The other area that we’re expecting to become popular soon in the neuroscience area is theranostics. Theranostics combines the diagnostics with therapies by attaching some sort of therapy to your targeted tracer. The tracer which binds to a particular type of protein or cell carries with it something which either kills or modulates the protein or cell, which will make for very targeted and personalised therapy.
I expect it will become part of the diagnostic algorithm, we won’t just diagnose someone with dementia or Alzheimer’s, but rather with Alzheimer’s disease-related to a particular type of amyloid pathology and therefore we can put them into a treatment program that targets that type of pathology. This is a whole new area of research we’re going to be getting into in neurology and it’s probably where the next 10 years is taking us.
Are you optimistic about the future of diagnosing and treating neurological disease?
Terry O’Brien – Absolutely!
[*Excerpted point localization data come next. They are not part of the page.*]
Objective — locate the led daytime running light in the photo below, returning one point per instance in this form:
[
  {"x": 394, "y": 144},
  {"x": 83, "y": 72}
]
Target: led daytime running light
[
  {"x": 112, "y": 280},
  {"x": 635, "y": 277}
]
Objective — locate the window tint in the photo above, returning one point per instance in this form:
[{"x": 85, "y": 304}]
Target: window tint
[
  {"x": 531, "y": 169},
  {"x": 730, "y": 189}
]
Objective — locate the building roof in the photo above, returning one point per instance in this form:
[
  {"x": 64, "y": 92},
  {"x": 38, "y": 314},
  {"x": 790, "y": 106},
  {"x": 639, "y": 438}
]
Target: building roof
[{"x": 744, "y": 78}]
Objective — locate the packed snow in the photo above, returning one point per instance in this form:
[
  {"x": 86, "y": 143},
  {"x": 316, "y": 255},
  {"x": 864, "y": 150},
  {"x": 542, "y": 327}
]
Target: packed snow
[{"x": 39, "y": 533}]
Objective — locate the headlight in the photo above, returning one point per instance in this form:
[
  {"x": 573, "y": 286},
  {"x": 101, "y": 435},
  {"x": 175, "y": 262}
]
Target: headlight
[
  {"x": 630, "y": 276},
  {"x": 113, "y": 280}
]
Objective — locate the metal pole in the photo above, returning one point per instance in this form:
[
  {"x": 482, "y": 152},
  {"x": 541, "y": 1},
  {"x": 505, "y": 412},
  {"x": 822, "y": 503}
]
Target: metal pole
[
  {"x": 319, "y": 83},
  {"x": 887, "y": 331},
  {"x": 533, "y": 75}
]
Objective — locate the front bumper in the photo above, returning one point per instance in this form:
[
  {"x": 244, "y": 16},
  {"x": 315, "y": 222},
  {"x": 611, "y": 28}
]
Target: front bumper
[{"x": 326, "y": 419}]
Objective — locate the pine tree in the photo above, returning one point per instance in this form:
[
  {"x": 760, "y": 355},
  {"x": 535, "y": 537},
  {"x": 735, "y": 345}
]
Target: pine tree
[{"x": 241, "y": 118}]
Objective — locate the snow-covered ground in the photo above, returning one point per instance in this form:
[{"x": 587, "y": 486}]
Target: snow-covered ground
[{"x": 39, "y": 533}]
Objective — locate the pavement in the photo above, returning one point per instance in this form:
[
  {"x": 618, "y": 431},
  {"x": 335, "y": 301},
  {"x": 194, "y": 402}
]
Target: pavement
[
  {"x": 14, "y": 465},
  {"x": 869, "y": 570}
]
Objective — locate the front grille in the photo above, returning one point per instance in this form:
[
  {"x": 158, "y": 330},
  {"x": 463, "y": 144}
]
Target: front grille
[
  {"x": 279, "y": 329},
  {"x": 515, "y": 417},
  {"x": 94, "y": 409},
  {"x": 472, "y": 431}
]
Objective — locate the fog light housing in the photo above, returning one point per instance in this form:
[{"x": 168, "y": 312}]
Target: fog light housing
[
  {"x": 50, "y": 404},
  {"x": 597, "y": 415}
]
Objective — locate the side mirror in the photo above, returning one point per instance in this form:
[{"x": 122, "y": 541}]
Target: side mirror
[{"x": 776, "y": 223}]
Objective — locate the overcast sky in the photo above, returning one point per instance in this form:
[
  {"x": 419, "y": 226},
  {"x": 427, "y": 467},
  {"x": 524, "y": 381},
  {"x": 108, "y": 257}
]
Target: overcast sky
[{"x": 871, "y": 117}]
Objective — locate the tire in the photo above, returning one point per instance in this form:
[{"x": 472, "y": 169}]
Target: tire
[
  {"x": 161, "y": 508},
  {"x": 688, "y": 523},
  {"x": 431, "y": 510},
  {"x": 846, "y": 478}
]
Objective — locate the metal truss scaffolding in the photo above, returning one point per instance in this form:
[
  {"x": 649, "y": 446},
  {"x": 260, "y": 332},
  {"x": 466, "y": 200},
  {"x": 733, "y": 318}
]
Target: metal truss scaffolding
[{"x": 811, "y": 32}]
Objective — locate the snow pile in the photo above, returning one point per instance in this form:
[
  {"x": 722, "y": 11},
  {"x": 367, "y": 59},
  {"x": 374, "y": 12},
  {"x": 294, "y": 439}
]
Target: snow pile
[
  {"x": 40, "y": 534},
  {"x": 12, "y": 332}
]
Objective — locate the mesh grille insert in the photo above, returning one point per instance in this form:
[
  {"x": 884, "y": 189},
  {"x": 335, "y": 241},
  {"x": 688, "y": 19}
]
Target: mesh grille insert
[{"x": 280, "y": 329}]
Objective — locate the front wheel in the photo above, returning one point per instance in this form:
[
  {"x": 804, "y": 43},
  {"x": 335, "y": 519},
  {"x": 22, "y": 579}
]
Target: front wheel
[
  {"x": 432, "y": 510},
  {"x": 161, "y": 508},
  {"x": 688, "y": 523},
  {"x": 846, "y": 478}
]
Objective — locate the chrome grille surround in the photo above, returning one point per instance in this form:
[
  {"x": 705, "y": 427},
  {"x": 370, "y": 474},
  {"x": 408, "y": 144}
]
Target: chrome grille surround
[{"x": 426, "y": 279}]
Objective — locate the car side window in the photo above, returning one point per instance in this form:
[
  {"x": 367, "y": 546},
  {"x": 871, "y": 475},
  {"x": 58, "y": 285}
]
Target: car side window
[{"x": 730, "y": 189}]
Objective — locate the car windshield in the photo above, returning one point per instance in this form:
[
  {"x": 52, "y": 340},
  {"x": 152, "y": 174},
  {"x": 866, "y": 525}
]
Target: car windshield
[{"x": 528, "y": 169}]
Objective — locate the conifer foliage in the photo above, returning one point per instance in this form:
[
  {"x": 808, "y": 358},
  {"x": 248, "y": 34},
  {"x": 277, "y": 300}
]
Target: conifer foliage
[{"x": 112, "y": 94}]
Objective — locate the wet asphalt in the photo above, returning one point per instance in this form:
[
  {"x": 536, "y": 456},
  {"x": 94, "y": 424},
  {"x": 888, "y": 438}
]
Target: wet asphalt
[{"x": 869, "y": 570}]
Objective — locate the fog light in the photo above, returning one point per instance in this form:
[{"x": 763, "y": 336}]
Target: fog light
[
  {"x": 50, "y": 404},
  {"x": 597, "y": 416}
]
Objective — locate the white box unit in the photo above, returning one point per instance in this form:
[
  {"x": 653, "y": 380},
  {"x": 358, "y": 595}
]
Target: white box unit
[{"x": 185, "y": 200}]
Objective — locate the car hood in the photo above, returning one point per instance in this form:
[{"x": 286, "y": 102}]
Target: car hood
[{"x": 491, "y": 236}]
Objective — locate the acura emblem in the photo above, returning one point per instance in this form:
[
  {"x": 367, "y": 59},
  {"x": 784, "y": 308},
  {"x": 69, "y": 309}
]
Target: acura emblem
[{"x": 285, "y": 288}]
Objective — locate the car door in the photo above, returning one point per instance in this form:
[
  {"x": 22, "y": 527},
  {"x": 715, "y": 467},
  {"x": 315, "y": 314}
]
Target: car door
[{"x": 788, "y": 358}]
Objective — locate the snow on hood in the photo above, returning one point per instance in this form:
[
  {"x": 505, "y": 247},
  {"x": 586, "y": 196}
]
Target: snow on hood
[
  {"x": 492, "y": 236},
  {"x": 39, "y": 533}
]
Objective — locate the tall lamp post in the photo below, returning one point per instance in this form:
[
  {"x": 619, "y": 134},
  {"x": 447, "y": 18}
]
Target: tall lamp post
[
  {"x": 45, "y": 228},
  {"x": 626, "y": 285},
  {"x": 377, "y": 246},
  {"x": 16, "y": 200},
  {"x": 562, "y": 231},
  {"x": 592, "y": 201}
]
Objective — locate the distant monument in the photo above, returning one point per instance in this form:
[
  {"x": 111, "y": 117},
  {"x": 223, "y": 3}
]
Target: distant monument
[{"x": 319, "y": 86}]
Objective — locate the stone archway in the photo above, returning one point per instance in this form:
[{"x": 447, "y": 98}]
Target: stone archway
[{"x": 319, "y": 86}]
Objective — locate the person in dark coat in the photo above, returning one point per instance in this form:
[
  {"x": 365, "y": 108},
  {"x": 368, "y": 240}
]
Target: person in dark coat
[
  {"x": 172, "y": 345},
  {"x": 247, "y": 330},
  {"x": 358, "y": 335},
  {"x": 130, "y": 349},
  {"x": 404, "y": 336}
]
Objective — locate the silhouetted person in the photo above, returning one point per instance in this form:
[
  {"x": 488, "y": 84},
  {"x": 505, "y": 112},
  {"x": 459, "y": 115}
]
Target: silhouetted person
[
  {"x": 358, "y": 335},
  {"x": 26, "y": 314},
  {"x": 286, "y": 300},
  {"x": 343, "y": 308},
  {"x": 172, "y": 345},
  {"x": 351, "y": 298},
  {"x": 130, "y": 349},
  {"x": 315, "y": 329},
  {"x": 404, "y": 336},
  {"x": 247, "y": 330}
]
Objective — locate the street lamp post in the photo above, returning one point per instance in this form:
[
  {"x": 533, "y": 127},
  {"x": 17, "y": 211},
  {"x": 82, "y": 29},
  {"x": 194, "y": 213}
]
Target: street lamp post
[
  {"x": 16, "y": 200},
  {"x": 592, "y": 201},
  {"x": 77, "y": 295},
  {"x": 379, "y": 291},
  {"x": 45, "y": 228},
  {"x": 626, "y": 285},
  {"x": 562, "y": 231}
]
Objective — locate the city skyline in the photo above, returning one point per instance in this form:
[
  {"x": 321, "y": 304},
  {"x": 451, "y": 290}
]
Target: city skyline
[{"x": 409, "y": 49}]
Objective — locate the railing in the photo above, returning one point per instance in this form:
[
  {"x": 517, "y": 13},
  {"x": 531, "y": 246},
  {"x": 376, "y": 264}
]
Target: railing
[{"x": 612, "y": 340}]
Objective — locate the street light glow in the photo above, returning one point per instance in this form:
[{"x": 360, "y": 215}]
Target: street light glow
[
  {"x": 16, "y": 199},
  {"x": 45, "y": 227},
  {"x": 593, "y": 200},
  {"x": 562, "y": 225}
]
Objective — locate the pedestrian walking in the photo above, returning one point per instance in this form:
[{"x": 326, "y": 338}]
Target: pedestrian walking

The last decade has really taken years of neuroscience research to the point where now therapies that target specific pathologies are coming into trials. For so many different diseases that we could never imagine would ever be treatable, there are now therapies being trialled.
Lucy Vivash – Like Terry, I’m extremely optimistic about the future of neurology. The developments that have come through in the last decade have really changed things and everyone is now taking in a wider approach and realising that we need to look at multiple different aspects of a disease and use multiple different techniques and technologies to do so. I think the future development and application of therapies will be closely intertwined with the research of new diagnostic tests, particularly with PET.